SCORE: Calculate susceptibility scores for k-mers in case and control regions.

Description

Function calculates susceptibility scores for k-mers in case and control regions. Case regions are defined by genomic coordinates provided in a file or data.table. Control regions can be constructed relative to the case regions or provided directly. The scores are computed based on the occurrence of k-mers in case and control regions.

Usage

SCORE(
  case.coor.path,
  genome.name,
  strand.sensitive,
  k,
  ctrl.rel.pos,
  case.pattern,
  output.path,
  case,
  genome,
  control,
  control.path,
  genome.path,
  rm.case.kmer.overlaps,
  single.case.len,
  merge.replicates,
  rm.dup,
  case.coor.1st.idx,
  ctrl.coor.1st.idx,
  coor.load.limit,
  genome.load.limit,
  genome.fasta.style,
  genome.ncbi.db,
  use.UCSC.chr.name,
  verbose
)

Value

Data.table containing susceptibility scores for k-mers.

Arguments

case.coor.path

Path to the file containing genomic coordinates of case regions.

genome.name

Name of the genome to be used.

strand.sensitive

Logical indicating whether strand information should be considered.

k

Integer size of the expanded k-mer.

ctrl.rel.pos

Relative positions of control regions with respect to case regions.
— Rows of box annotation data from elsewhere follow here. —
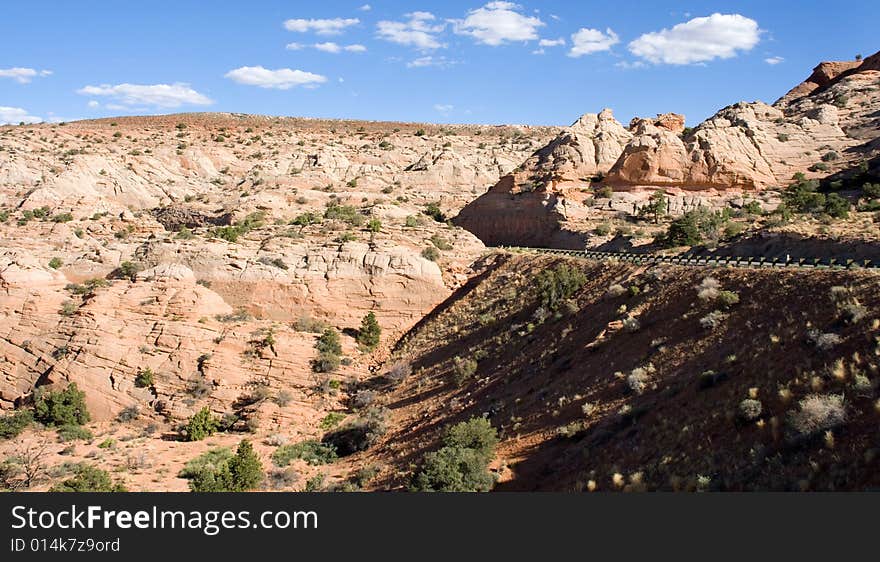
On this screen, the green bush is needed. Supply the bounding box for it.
[272,440,338,467]
[0,410,34,439]
[134,367,156,388]
[180,440,263,492]
[184,406,220,441]
[324,203,364,226]
[321,408,388,457]
[422,203,446,222]
[49,463,128,492]
[422,246,440,261]
[34,382,90,426]
[452,357,479,386]
[412,418,498,492]
[58,424,95,441]
[825,193,851,219]
[538,264,587,310]
[357,312,382,351]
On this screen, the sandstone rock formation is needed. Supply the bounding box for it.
[455,53,880,247]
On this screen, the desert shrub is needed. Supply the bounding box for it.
[431,234,452,248]
[538,263,587,311]
[293,316,327,334]
[49,463,127,492]
[623,316,642,333]
[272,390,293,408]
[736,398,763,422]
[0,410,34,439]
[452,357,479,386]
[34,382,89,426]
[717,291,739,308]
[315,328,342,355]
[357,312,382,351]
[180,439,263,492]
[657,207,730,248]
[134,367,156,388]
[626,366,653,394]
[58,300,79,316]
[605,283,626,299]
[787,394,846,440]
[183,406,220,441]
[385,361,412,384]
[312,328,342,373]
[272,440,338,467]
[115,261,142,279]
[351,390,376,410]
[57,424,94,441]
[412,418,497,492]
[321,408,388,457]
[700,310,727,330]
[697,277,721,301]
[807,330,843,351]
[290,213,321,226]
[422,246,440,261]
[324,202,364,227]
[116,406,141,423]
[318,412,345,430]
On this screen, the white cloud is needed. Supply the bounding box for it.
[284,18,361,35]
[614,60,648,70]
[454,2,545,47]
[568,28,620,58]
[312,42,367,54]
[376,12,446,50]
[0,66,52,84]
[0,105,42,125]
[406,56,458,68]
[538,37,565,47]
[224,66,327,90]
[77,82,214,108]
[629,13,761,64]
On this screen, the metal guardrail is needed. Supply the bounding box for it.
[496,246,880,271]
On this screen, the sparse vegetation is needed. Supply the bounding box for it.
[412,418,498,492]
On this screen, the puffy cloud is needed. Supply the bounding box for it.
[454,2,545,47]
[568,28,620,58]
[77,82,214,108]
[406,56,457,68]
[0,66,52,84]
[629,13,761,65]
[284,18,361,35]
[224,66,327,90]
[312,42,367,53]
[0,105,42,125]
[376,12,446,50]
[538,37,565,47]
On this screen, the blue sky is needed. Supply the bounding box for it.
[0,0,880,125]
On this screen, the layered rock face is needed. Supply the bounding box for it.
[455,53,880,247]
[0,114,556,424]
[454,109,632,247]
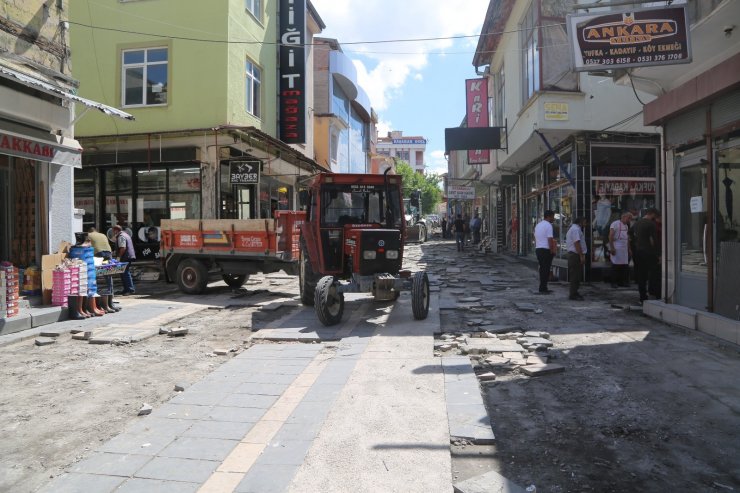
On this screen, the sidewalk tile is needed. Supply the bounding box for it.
[242,419,283,444]
[38,473,124,493]
[182,421,254,440]
[70,452,152,477]
[135,457,219,484]
[218,443,265,473]
[234,464,298,493]
[158,437,239,462]
[257,440,312,466]
[115,478,198,493]
[198,471,244,493]
[150,402,212,419]
[203,406,265,423]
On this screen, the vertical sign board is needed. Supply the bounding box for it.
[567,6,691,72]
[465,78,491,164]
[229,160,262,185]
[279,0,306,144]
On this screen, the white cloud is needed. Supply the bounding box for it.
[312,0,489,111]
[426,150,447,175]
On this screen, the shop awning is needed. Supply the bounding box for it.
[0,120,82,168]
[0,66,134,120]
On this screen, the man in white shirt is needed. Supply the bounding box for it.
[565,217,588,301]
[534,210,557,294]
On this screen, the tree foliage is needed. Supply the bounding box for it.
[396,161,442,214]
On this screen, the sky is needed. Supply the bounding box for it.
[311,0,489,174]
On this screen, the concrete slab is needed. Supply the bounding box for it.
[452,471,526,493]
[521,363,565,377]
[467,338,524,353]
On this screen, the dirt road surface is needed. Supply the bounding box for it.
[0,236,740,493]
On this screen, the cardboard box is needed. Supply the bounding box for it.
[41,254,69,305]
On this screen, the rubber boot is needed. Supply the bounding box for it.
[108,294,121,312]
[80,296,93,318]
[98,295,116,313]
[67,295,87,320]
[87,296,105,317]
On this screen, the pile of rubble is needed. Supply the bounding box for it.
[434,321,565,382]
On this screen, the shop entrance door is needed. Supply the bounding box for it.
[234,185,255,219]
[0,160,13,260]
[676,152,708,310]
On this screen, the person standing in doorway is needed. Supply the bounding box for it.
[113,224,136,296]
[609,212,632,288]
[453,214,465,252]
[635,207,660,303]
[534,210,557,294]
[565,217,588,301]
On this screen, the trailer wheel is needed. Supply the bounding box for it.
[419,224,427,243]
[221,274,247,289]
[298,242,317,306]
[177,258,208,294]
[411,272,430,320]
[314,276,344,326]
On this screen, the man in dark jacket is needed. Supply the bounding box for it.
[113,224,136,296]
[634,207,660,302]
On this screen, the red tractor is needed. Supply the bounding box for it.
[298,171,429,325]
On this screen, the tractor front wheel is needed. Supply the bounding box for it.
[298,242,317,306]
[411,272,430,320]
[314,276,344,326]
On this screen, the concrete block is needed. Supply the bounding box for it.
[452,471,526,493]
[522,363,565,377]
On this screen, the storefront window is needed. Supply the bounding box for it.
[591,145,658,262]
[679,164,707,275]
[74,168,96,231]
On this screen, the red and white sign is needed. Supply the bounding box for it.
[465,78,491,164]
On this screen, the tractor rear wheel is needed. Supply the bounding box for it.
[177,258,208,294]
[298,242,317,306]
[314,276,344,326]
[411,272,430,320]
[221,274,247,289]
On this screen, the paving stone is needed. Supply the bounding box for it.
[116,478,202,493]
[522,363,565,377]
[467,339,524,353]
[514,303,537,312]
[478,371,496,382]
[452,471,526,493]
[480,324,521,334]
[524,330,550,339]
[485,353,508,366]
[135,454,220,484]
[38,473,125,493]
[158,437,239,464]
[517,337,553,347]
[70,452,152,477]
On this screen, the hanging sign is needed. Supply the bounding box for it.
[567,6,691,72]
[465,78,491,164]
[229,160,262,185]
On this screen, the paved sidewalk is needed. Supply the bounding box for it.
[41,294,452,493]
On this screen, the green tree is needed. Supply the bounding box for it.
[396,161,442,214]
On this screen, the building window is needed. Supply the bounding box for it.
[521,0,540,103]
[246,60,262,118]
[122,48,169,107]
[246,0,262,22]
[493,65,506,127]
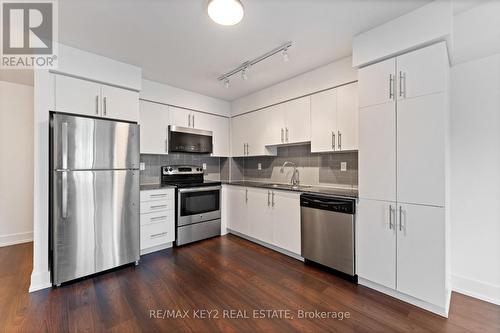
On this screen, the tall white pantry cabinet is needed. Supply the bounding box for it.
[357,42,451,316]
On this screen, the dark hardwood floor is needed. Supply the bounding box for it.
[0,235,500,332]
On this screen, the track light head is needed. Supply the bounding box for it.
[281,47,290,62]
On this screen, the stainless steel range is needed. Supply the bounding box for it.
[161,165,222,246]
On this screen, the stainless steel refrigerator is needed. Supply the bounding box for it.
[50,113,140,285]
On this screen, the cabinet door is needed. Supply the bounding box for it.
[397,205,446,306]
[311,89,338,153]
[55,75,101,117]
[271,191,301,255]
[139,101,168,154]
[358,58,396,107]
[284,96,311,143]
[101,85,139,121]
[359,103,396,202]
[247,188,273,244]
[337,83,359,150]
[397,42,449,99]
[356,199,396,289]
[397,93,447,206]
[266,104,285,145]
[227,186,248,235]
[231,115,248,157]
[209,116,229,157]
[169,106,192,127]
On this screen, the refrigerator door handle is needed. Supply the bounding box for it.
[61,171,68,219]
[61,122,68,169]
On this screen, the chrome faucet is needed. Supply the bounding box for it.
[281,161,300,188]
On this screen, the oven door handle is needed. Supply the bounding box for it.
[179,186,222,193]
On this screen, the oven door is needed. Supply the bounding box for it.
[177,186,222,226]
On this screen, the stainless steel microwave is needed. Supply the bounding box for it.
[168,125,213,154]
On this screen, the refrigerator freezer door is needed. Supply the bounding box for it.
[52,170,140,284]
[52,113,140,170]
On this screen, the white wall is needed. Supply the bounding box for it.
[231,57,358,116]
[450,0,500,304]
[0,81,33,246]
[140,80,231,117]
[451,54,500,304]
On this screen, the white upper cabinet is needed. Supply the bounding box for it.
[55,75,102,117]
[311,89,338,153]
[168,106,193,127]
[337,83,359,150]
[101,85,139,121]
[358,103,396,202]
[55,75,139,122]
[356,199,397,289]
[397,42,448,99]
[358,58,396,108]
[311,83,359,152]
[397,93,447,206]
[139,101,169,154]
[284,96,311,143]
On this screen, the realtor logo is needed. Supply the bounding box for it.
[0,0,57,69]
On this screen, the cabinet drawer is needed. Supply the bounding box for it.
[141,200,174,214]
[141,209,174,225]
[141,189,174,202]
[141,222,175,250]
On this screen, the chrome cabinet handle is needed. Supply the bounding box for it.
[149,231,168,238]
[389,74,394,99]
[399,206,403,231]
[61,171,68,219]
[389,205,393,230]
[61,122,68,169]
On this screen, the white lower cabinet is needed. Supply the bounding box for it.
[356,199,447,308]
[227,186,300,255]
[140,188,175,254]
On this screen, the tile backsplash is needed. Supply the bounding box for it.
[140,154,221,184]
[229,144,358,187]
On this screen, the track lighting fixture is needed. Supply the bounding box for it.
[217,42,292,88]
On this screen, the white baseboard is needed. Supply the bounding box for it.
[29,271,52,293]
[358,276,451,318]
[451,275,500,305]
[0,231,33,247]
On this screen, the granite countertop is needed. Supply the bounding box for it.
[139,184,175,191]
[222,181,358,198]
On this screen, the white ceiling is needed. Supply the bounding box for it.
[59,0,429,100]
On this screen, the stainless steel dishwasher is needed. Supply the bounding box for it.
[300,194,356,278]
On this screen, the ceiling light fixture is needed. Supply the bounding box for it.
[217,42,292,88]
[207,0,244,25]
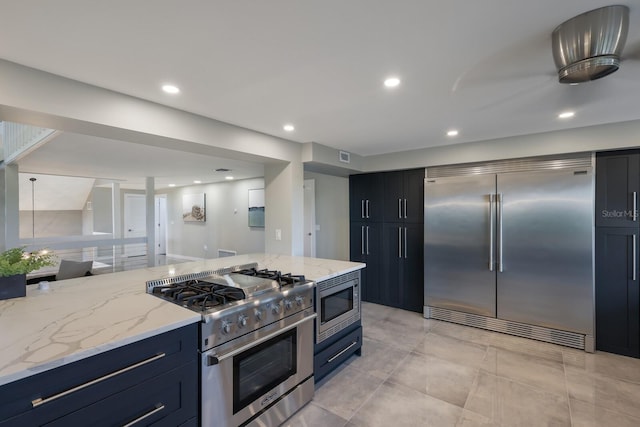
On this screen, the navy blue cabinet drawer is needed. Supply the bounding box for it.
[45,360,198,427]
[313,326,362,381]
[0,324,198,427]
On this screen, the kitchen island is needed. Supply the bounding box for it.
[0,254,364,427]
[0,254,364,385]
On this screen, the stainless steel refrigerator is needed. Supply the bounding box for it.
[424,157,594,349]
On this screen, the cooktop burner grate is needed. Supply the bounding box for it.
[236,268,306,287]
[152,280,246,311]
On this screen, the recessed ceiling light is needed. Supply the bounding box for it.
[162,85,180,94]
[384,77,400,87]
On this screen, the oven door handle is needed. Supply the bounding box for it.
[207,313,318,366]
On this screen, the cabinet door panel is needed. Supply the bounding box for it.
[382,172,404,222]
[402,224,424,313]
[349,173,383,222]
[596,152,640,227]
[596,227,640,357]
[403,169,425,224]
[380,223,404,308]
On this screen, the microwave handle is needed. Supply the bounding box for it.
[207,313,318,366]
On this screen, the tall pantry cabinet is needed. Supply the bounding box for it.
[349,169,424,312]
[595,150,640,357]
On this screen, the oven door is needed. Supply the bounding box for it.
[316,279,360,344]
[200,310,316,427]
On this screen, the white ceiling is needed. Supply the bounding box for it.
[0,0,640,160]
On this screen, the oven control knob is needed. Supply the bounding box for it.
[238,314,247,328]
[222,320,231,335]
[271,304,280,314]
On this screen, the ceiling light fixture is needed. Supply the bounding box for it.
[384,77,400,87]
[162,85,180,94]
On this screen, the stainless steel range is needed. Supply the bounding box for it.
[147,264,316,427]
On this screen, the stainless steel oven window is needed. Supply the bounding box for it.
[233,328,298,414]
[320,287,353,324]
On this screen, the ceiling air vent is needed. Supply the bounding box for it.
[552,5,629,83]
[340,151,351,163]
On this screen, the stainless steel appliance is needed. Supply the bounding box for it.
[147,264,316,427]
[313,270,362,381]
[316,271,360,344]
[424,154,594,351]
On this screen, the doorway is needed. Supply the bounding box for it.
[124,193,147,257]
[304,179,316,258]
[155,194,167,255]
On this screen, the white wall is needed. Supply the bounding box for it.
[0,60,304,255]
[168,178,265,258]
[304,172,349,261]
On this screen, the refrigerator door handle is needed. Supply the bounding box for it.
[489,194,496,271]
[631,233,638,282]
[497,193,504,273]
[404,227,407,259]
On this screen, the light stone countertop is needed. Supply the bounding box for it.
[0,254,365,385]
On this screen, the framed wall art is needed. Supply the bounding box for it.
[249,188,264,227]
[182,193,207,222]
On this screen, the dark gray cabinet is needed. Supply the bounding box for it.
[596,151,640,227]
[349,222,384,304]
[595,150,640,358]
[349,169,424,312]
[349,174,384,222]
[382,223,424,312]
[382,169,424,224]
[596,227,640,357]
[0,324,198,427]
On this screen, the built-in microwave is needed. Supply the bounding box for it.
[316,270,360,344]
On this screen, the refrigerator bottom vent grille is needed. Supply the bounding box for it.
[428,307,585,350]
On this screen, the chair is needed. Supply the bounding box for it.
[56,259,93,280]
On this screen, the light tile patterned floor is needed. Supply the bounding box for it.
[284,303,640,427]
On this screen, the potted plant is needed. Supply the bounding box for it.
[0,247,55,300]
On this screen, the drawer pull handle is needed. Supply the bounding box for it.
[327,341,358,363]
[31,353,165,408]
[122,403,164,427]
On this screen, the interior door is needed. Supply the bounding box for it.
[124,193,147,257]
[424,175,496,317]
[497,168,594,335]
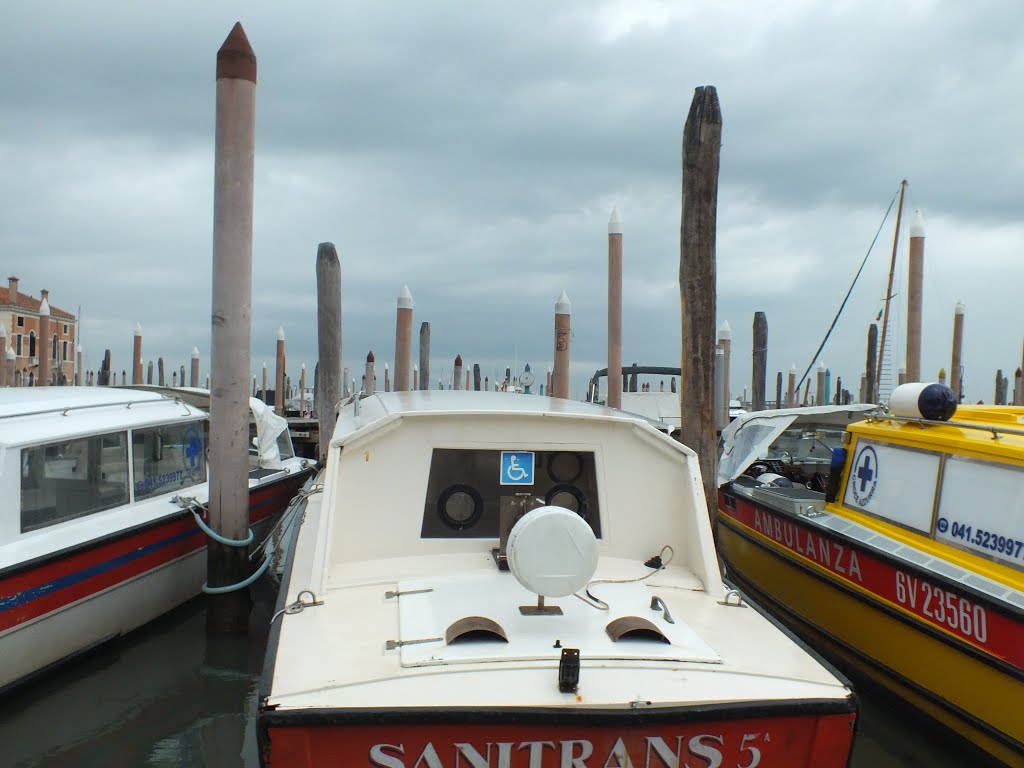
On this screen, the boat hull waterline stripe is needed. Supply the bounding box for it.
[0,478,304,632]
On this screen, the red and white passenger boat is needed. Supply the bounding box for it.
[259,391,856,768]
[0,387,313,691]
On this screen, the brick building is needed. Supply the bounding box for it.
[0,276,78,384]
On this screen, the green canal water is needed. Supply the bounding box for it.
[0,600,999,768]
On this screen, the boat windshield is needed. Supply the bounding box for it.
[421,449,601,539]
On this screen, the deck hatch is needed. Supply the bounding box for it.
[395,567,721,668]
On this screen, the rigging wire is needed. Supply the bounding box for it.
[796,183,899,392]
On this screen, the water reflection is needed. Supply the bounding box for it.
[0,599,999,768]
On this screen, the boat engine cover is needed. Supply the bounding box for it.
[506,506,597,597]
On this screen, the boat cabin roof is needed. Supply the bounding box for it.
[0,387,206,447]
[849,406,1024,463]
[331,389,675,448]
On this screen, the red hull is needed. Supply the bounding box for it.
[262,711,855,768]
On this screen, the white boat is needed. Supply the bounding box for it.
[0,387,313,691]
[258,391,856,768]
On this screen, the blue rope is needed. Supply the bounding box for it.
[203,555,273,595]
[191,509,253,547]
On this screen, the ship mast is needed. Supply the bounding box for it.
[867,179,906,402]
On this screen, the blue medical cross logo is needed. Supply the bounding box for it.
[857,451,874,494]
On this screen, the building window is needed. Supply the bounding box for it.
[22,432,128,532]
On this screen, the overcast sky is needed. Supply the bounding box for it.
[0,0,1024,401]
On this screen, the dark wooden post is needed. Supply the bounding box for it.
[206,24,256,633]
[863,323,880,402]
[679,85,722,520]
[131,323,142,384]
[313,243,342,462]
[420,323,430,389]
[751,312,768,411]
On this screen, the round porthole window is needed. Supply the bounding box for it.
[544,482,587,518]
[548,451,583,483]
[437,483,483,530]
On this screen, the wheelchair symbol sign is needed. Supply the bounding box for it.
[500,451,534,485]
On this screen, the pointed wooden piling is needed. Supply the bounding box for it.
[273,327,285,416]
[131,323,142,384]
[207,24,256,633]
[313,243,342,461]
[552,291,572,399]
[394,286,416,392]
[420,323,430,389]
[679,85,722,520]
[909,211,925,382]
[606,208,623,408]
[751,312,768,411]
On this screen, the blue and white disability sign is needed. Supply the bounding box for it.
[501,451,534,485]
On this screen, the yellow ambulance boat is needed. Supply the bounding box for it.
[718,384,1024,766]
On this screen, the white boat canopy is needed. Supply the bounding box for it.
[718,402,878,487]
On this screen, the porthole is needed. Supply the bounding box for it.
[544,482,587,519]
[548,451,583,483]
[437,483,483,530]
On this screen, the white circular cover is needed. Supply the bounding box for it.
[506,507,597,597]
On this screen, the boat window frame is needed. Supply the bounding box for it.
[18,429,132,534]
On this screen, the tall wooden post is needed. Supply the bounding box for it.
[362,350,377,394]
[949,301,965,402]
[207,24,256,633]
[131,323,142,384]
[452,354,462,389]
[607,208,623,408]
[394,286,415,392]
[906,211,925,382]
[863,323,880,402]
[36,298,50,387]
[679,85,722,520]
[420,323,430,389]
[313,243,342,461]
[751,312,768,411]
[718,321,732,425]
[273,327,285,416]
[552,291,572,400]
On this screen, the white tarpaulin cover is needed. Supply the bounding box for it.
[718,402,878,486]
[249,397,288,467]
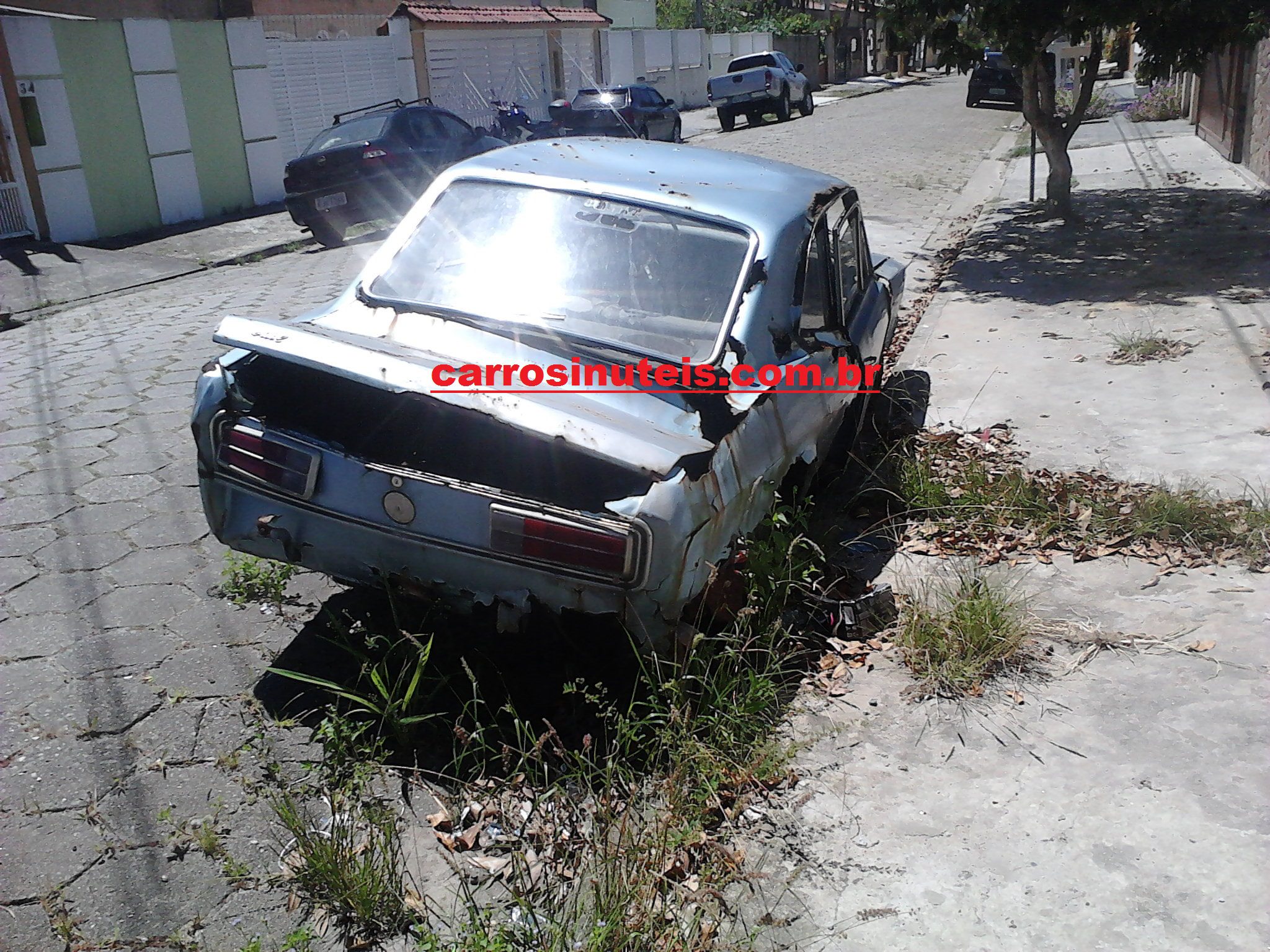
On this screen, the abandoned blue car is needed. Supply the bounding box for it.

It should be a vector of two integers indicating the upstream and downstream distances from the case regions.

case.pattern

Regular expression pattern to identify the central sequence in case regions.

output.path

Directory path where the output files will be saved.

case

Data.table containing the genomic coordinates of case regions.

genome

Genome data.table containing the genomic sequence information.

control

Data.table containing the genomic coordinates of control regions.

control.path

Path to the file containing genomic coordinates of control regions (optional).

genome.path

Path to the genome FASTA file.

rm.case.kmer.overlaps

Logical indicating whether overlapping k-mers within case regions should be removed.

single.case.len

Single case length.

merge.replicates

Logical indicating whether replicates should be merged.

rm.dup

Logical indicating whether duplicate k-mers should be removed.

case.coor.1st.idx

First index in the case coordinate file.

ctrl.coor.1st.idx

First index in the control coordinate file.

coor.load.limit

Maximum number of coordinates to load.

genome.load.limit

Maximum number of genome sequences to load.

genome.fasta.style

FASTA style.

genome.ncbi.db

NCBI database.

use.UCSC.chr.name

Logical indicating whether to use UCSC chromosome names.

verbose

Logical indicating whether to display progress messages.